A non-central character has the advantage of giving room for a larger than life character to stretch without being bound to telling the story (Think Chief to McMurphy in One Flew over the Cuckoo's Nest, Sal Paradise to Dean Moriarty in On the Road, and Louis to Lestat in Interview with the Vampire. (Although the latter proves to be a fantastic narrator in The Vampire Lestat and subsequent books).The reader gets to see the narrator as others see him. With Dennis as narrator, we see Arnie's slide into obsession, and we also see Christine as Arnie can't see her - as something to fear.

However, a non-central narrator must be interesting in his or her own right (something Dennis definitely warms to). Also, there's the problem that a non-central narrator has to be present for key events in the narrator. This can get kind of convoluted (King drops Dennis's first person narrative for the middle section of the book).

Exercise: Check to see if you have a first person narrator who is central to the story. If so, consider whether or not it would be effective to change the point of view to a non-central character.

Wednesday, May 21, 2008

Christine - Lesson 3 (Characterization)

Characterization in Christine (Signet): I like it when a character's physical attributes mirror his or her personality. A good example Chapter One of Christine is Roland LeBay.
It was an old guy who looked as if he was enjoying - more or less - his seventieth summer. Probably less. This particular dude struck me as the sort of man who enjoyed very little. His hair was long and scraggy, what little was left of it. He had a good case of psoriasis going on the bald part of his skull.

He was wearing green old man's pants and low topped Keds. No shirt; instead there was something cinched around his waist that looked like a lady's corset. When I got closer I saw that it was a back brace. From the look of it I would say, just offhand, that he changed it last somewhere around the time Lyndon Johnson died.
Here the reader looks at LeBay and is able to make his or her own conclusions. I especially like the back brace, that suggests something crooked is going on.

Presidential reference: Stephen King likes to mark time by presidential administrations - it's a lot more fun than saying "a long time" or "five years" (the book takes place in 1978 and LBJ died in 1973 - so the reader gets to do the math).

Exercise: Check the character descriptions in your story and see if the physical description matches the character's personality.

Tuesday, May 20, 2008

Christine - Lesson 2 (Conflict)

Conflict in Christine (Signet): King hits the ground running as Arnie first sees Christine in Chapter One.
"On my God!' my friend Arnie Cunningham cried out suddenly.

What is it?" I asked. His eyes were bulging from behind his steel-rimmed glasses, he had plastered one hand over his face so that it was partially cupping his mouth, and his neck could have been on ball-bearlings the way he was craning back over his shoulder.


"Stop the car, Dennis! Go back!"
Dennis and Arnie are at odds against each other over buying Christine. Simply put, Dennis is against it, and Arnie (inexplicably) is obsessed by it.

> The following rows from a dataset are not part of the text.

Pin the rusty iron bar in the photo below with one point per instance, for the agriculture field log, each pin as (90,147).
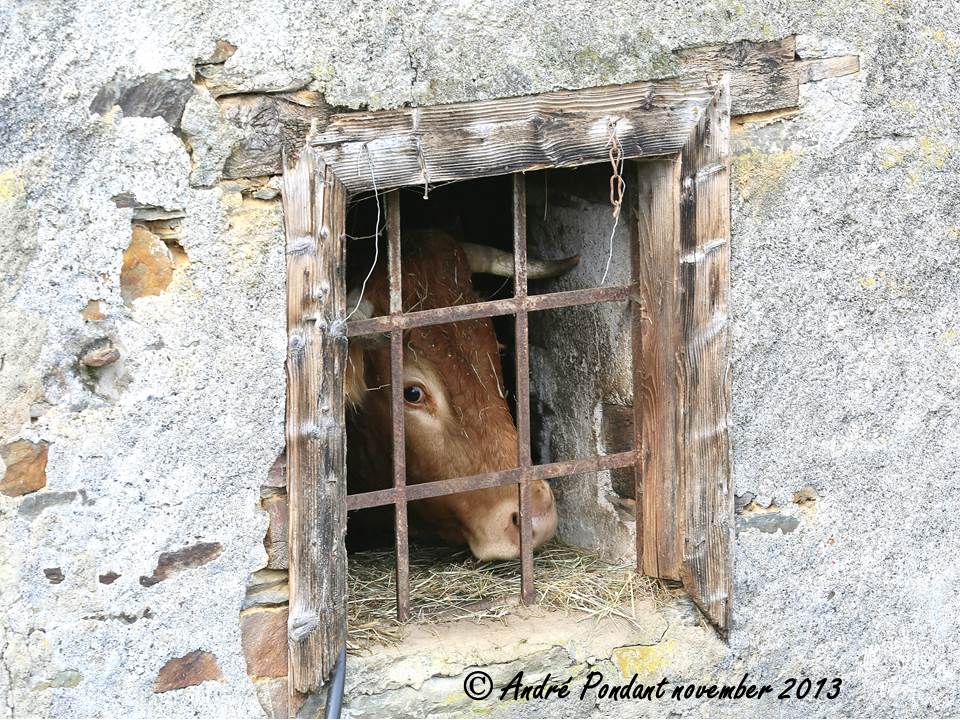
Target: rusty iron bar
(396,410)
(522,354)
(636,347)
(548,471)
(520,305)
(490,308)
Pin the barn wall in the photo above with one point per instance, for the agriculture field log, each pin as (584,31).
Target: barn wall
(141,410)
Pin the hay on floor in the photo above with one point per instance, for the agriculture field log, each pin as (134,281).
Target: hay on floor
(450,585)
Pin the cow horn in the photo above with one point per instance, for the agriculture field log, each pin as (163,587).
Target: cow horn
(485,259)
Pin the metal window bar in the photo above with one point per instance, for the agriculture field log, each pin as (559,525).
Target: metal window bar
(520,305)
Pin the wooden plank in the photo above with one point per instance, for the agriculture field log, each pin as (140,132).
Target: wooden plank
(763,75)
(655,390)
(823,68)
(314,205)
(414,146)
(703,367)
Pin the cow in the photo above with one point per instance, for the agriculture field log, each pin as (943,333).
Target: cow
(457,419)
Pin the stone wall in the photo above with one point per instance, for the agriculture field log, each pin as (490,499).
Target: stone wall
(142,330)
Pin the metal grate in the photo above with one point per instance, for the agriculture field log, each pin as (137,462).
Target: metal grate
(519,305)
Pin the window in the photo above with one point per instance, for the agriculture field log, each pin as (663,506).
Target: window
(676,132)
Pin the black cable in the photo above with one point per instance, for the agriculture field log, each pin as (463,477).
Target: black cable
(335,694)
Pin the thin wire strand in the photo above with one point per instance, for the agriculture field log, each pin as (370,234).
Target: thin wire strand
(616,188)
(616,221)
(376,234)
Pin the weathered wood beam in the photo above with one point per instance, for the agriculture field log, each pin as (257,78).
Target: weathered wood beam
(655,390)
(415,146)
(703,363)
(763,75)
(314,208)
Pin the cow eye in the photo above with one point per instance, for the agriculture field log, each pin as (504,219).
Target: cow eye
(414,394)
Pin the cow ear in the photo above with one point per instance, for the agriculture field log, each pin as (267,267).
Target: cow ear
(355,382)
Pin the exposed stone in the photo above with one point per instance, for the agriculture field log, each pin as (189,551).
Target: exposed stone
(156,95)
(263,634)
(805,496)
(191,669)
(266,193)
(765,519)
(267,587)
(102,353)
(221,53)
(275,541)
(33,505)
(272,694)
(221,79)
(64,678)
(124,617)
(26,464)
(269,124)
(147,266)
(277,475)
(211,138)
(171,563)
(92,311)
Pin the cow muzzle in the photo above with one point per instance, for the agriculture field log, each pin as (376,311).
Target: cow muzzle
(501,541)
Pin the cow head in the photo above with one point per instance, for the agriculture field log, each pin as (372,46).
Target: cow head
(457,419)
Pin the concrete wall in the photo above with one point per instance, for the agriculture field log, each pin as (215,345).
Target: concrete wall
(159,422)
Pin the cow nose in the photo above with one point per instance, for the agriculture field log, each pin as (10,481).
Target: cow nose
(544,512)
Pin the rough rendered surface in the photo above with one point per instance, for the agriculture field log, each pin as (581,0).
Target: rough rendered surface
(846,242)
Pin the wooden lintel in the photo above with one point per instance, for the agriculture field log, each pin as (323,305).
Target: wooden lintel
(566,128)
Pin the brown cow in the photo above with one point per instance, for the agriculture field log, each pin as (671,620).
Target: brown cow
(457,418)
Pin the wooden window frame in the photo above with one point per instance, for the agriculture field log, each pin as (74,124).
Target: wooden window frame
(679,129)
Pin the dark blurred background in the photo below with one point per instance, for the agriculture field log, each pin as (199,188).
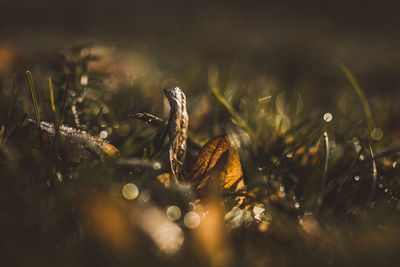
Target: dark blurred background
(281,38)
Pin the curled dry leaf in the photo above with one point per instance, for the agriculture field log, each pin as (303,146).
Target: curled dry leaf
(218,163)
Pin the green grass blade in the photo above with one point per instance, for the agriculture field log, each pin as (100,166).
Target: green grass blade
(238,120)
(64,99)
(361,95)
(325,173)
(35,104)
(374,175)
(12,97)
(53,107)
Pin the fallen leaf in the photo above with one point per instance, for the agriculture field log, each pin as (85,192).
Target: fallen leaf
(217,163)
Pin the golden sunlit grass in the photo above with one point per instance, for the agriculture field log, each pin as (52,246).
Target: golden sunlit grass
(270,178)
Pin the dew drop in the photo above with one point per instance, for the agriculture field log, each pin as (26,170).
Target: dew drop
(328,117)
(130,191)
(377,134)
(103,134)
(173,213)
(192,220)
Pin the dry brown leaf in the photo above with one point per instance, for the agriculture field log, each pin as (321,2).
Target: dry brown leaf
(217,163)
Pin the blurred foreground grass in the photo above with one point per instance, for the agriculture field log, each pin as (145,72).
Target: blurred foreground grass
(317,196)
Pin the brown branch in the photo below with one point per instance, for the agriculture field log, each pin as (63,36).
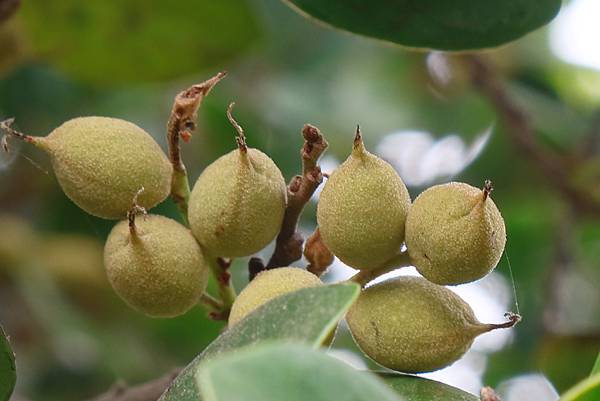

King starts with the conflict quickly, and the reader is sucked into the Story.

King mines this conflict very well, while keeping the two teens friends. Then in Chapter Two, he complicates things further by pitting Dennis and Arnie against Arnie's parents.

Adverbs: As a rule, cut out the adverbs. The first line would be stronger without the "suddenly." While King warns against adverbs in On Writing, he also acknowledges that going back to his old work would reveal lots of them.

Exercise: Does the conflict start at the beginning with little preamble? Also search for adverbs and cut as many as it can.